I am creating a parser using Jsoup in Kotlin
I need to get a inner text of a tag with class "ptrack-content" inside the tag with class "titleCard-synopsis"
When I am trying to getElementsByClass in a element objects that created by a former getElementsByClass, I getting 0 elements
Code:
class NetlifxHtmlParser {
val html = """
<div class="titleCardList--metadataWrapper">
<div class="titleCardList-title"><span class="titleCard-title_text">Map Her</span><span><span class="duration ellipsized">50m</span></span></div>
<p class="titleCard-synopsis previewModal--small-text">
<div class="ptrack-content">A hidden map rocks Hartley High as the students' sexcapades are publicly exposed. Caught as the culprit, Amerie becomes an instant social pariah.</div>
</p>
</div>
<div class="titleCardList--metadataWrapper">
<div class="titleCardList-title"><span class="titleCard-title_text">Renaissance Titties</span><span><span class="duration ellipsized">50m</span></span></div>
<p class="titleCard-synopsis previewModal--small-text">
<div class="ptrack-content">Amerie, the new outcast, receives a party invitation that gives her butterflies. But when she manages to show up, a bitter surprise awaits.</div>
</p>
</div>
""".trimIndent()
fun parseEpisode() {
val doc = Jsoup.parseBodyFragment(html)
val titleCards = doc.getElementsByClass("titleCard-synopsis")
println("Episode: count titleCard = > ${titleCards.count()}") // 2
titleCards.forEachIndexed { index, element ->
val ptrack = element.getElementsByClass("ptrack-content")
println("Episode: count ptrack = > ${ptrack.count()}") // 0 !!
println("inner html = > ${ptrack.html()}") // null string !!
}
}
}
In the above code,
First, I am extracting tags with class name titleCard-synopsis
.
For that , I using doc.getElementsByClass("titleCard-synopsis")
which returns 2 element items.
Then, In the List of titleCard
elements, I am extracting the elements that have ptrack-content
as Class, by using the same getElementsByClass in each element,
which returns empty list.
Why this is happening ?
My goal is, I need to extract the description text for each title, the stored in the interior tags of p tag with class titleCard-synopsis.
If I try to get directly from "ptrack-content", it's working fine, but this a general class used in many places in the main HTML source. (this is snippet)
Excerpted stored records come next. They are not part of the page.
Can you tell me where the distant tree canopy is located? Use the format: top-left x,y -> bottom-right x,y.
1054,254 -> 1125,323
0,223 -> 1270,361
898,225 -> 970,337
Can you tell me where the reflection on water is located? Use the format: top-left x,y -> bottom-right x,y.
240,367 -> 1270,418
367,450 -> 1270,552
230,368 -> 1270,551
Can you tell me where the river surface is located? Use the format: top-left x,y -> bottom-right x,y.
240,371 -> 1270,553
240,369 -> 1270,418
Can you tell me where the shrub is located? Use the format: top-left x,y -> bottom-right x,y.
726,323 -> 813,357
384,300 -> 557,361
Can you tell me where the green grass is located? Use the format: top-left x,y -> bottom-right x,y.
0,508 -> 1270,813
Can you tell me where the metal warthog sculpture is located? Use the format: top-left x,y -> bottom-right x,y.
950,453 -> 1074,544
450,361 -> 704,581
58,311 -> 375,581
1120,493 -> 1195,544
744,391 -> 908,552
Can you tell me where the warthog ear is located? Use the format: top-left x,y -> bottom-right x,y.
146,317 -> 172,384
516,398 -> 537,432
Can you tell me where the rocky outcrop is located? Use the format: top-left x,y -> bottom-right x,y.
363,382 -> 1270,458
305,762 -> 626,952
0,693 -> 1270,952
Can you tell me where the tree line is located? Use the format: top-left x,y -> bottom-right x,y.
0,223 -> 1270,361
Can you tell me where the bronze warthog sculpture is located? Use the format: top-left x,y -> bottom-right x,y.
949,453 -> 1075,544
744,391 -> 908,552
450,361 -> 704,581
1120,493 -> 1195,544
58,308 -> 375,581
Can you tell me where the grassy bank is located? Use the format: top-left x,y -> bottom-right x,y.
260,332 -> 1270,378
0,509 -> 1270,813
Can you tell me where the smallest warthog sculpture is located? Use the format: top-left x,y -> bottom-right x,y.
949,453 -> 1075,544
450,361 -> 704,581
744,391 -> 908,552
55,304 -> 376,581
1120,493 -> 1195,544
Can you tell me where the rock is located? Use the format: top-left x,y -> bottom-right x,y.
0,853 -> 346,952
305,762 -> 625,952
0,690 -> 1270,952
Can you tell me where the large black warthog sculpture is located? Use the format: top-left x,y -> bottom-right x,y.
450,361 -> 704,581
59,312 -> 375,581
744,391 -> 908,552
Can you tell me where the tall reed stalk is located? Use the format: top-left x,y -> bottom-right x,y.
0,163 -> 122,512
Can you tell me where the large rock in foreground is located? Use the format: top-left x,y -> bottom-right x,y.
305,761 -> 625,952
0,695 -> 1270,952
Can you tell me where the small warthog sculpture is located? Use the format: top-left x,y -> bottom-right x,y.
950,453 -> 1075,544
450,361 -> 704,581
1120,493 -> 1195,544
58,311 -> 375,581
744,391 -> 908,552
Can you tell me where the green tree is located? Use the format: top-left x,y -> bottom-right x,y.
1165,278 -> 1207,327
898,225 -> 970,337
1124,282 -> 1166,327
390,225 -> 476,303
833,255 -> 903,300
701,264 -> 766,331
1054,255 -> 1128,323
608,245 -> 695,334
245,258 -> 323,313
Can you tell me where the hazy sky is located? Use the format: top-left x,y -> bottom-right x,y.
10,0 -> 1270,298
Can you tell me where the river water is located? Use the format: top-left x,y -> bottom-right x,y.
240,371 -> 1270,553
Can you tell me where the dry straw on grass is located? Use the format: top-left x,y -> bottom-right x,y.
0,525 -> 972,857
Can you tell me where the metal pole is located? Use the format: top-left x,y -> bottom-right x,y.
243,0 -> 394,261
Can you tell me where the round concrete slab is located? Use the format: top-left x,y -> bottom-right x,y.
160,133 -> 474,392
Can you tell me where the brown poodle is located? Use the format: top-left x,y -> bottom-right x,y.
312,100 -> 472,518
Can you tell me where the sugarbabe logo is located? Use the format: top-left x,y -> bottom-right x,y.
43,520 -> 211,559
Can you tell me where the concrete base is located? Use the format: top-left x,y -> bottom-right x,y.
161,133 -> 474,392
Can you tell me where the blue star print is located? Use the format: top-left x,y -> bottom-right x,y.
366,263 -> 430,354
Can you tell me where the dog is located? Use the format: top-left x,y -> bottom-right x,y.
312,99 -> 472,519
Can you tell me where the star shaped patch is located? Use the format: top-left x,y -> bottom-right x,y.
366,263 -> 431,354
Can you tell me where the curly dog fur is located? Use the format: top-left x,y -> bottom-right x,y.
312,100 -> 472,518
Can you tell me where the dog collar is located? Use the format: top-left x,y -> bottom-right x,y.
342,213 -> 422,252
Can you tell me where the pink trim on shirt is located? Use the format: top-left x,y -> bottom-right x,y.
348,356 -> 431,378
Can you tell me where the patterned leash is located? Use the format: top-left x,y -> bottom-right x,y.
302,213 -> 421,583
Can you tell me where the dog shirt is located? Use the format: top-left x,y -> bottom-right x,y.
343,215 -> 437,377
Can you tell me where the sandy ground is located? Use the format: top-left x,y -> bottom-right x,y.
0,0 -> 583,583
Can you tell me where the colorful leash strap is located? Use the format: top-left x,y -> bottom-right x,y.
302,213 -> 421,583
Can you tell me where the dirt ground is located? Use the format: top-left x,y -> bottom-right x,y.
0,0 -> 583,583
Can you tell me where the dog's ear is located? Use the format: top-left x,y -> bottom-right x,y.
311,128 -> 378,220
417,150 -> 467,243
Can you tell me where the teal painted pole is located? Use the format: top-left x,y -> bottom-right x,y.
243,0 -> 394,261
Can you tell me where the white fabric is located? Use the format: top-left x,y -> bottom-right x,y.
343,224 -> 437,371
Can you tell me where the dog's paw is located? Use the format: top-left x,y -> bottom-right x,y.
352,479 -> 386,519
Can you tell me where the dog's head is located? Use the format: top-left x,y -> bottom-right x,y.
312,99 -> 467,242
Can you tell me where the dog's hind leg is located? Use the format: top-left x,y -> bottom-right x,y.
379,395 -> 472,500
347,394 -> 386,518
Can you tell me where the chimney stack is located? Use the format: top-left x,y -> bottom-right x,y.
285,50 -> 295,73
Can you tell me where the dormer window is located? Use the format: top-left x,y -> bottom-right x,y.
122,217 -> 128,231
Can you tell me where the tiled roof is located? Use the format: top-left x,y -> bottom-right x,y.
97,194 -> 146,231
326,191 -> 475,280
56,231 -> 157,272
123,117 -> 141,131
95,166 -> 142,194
I need to get a inner text of a tag with class "ptrack-content" inside the tag with class "titleCard-synopsis"
But in the above method in the code, I am only getting emtpy list.
Why ?
Also note that, if I invoke the HTML()
method in a element object of titleCards
(ptrack.html()
),
I am not getting the inner DIV tag, an empty string!!!
Please guide my to resolve the issue !